If printing 100% Stretch Core with or without Fusion Pigments, use 86-156 mesh. You can go as high as 230, but you will experience the ink drying faster on the screen. Use Compound ND to improve the ink’s wetness on the screen and keep a spray bottle filled with water nearby.
If printing with Stretch Core mixed into other inks, use 156-305 mesh. You can use lower mesh counts; be aware that a higher percentage of Clear Core will make the ink runny and more challenging to manage through lower mesh counts.
Thin thread mesh is always recommended for optimal print performance.
Use a water-resistant emulsion like Baselayr Complete and degrease mesh with Baselayr Emulsion Prep. For extended life and long runs, it is recommended to post-expose the screens or uses an emulsion hardener like Baselayr Emulsion Hardener.
Load the screen with plenty of ink.
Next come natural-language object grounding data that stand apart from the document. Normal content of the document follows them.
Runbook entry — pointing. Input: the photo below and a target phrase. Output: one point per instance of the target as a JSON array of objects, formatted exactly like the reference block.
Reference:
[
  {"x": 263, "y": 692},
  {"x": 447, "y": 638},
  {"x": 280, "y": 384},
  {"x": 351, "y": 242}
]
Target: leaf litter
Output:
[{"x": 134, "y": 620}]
Always flood the screen prior to printing. Stretch Core and all Stretch Core mixes can be printed with a push or pull squeegee stroke. After printing, flood the screen, allowing the ink to sit on top of the image to avoid drying. Always have a spray bottle of water nearby to re-wet the ink if necessary. If the screen image clogs or exhibits dry ink in the print area, re-flood and aggressively print again, which should clear the screen. If it does not clear the screen, spray a small amount of warm water into the stuck areas of the screen and wipe it out with a rag. If you leave the screen alone for any period of time, be sure to leave the screen flooded completely. If you are leaving it alone for an extended period of time, wipe out the image area with warm water and possibly pull the ink out of the screen.
If you notice the inks are “drying in” faster than you would want, use 2% - 3% Compound ND to increase the open time.
For flashing, a forced air flash is optimal. Flash until dry to the touch.
The printed fabric should be cured for a minimum of 90 seconds at 360°F surface temp through a forced-air conveyor dryer. Ideally, the printed fabric should be cured for up to three minutes at 320°F. All Green Galaxy inks need to fully evaporate the liquids in the ink before the ink layer can start to climb in temp and reach cure temperature. Water-based ink curing is about temperature over time. Always test the cure by performing abrasion and wash tests prior to production. If you are uncertain if you can reach full cure temperature over time, use Warp Drive for added insurance.
If using Warp Drive, DO NOT add Slipstream unless you can hit 300°F during cure.
After printing, allow the ink to completely cool down to perform a stretch test to ensure elasticity. It is always recommended to perform a wash test to ensure proper cure prior to going into production. You may also run abrasion testing to watch for flaking and to test the adhesion of the pigment in the ink layer. If you see crocking, the ink or color transferring to the rubbing material, either increase the amount of Fixator in the finished ink or adjust the settings on the dryer to ensure a full cure is reached. Increase the dwell time if testing fails.
Ink should be removed from the screen as soon as printing is completed. General wash-up (on ink that has not dried) can be done with water, though using Sgreen® Aqua Wash is much easier and recommended. For aggressive or dried screens, use Sgreen® Aqua Wash to dissolve the ink and blast out areas of stuck ink with water pressure.
Keep container(s) tightly closed. Store in a cool, well-ventilated location.
GENERAL SAFETY PRECAUTIONS
Do not breathe vapors. Wear protective gloves. Do not eat, drink or smoke when using the product. Wash hands thoroughly after handling. Dispose of this product in accordance with local, regional, national, and international regulations as specified.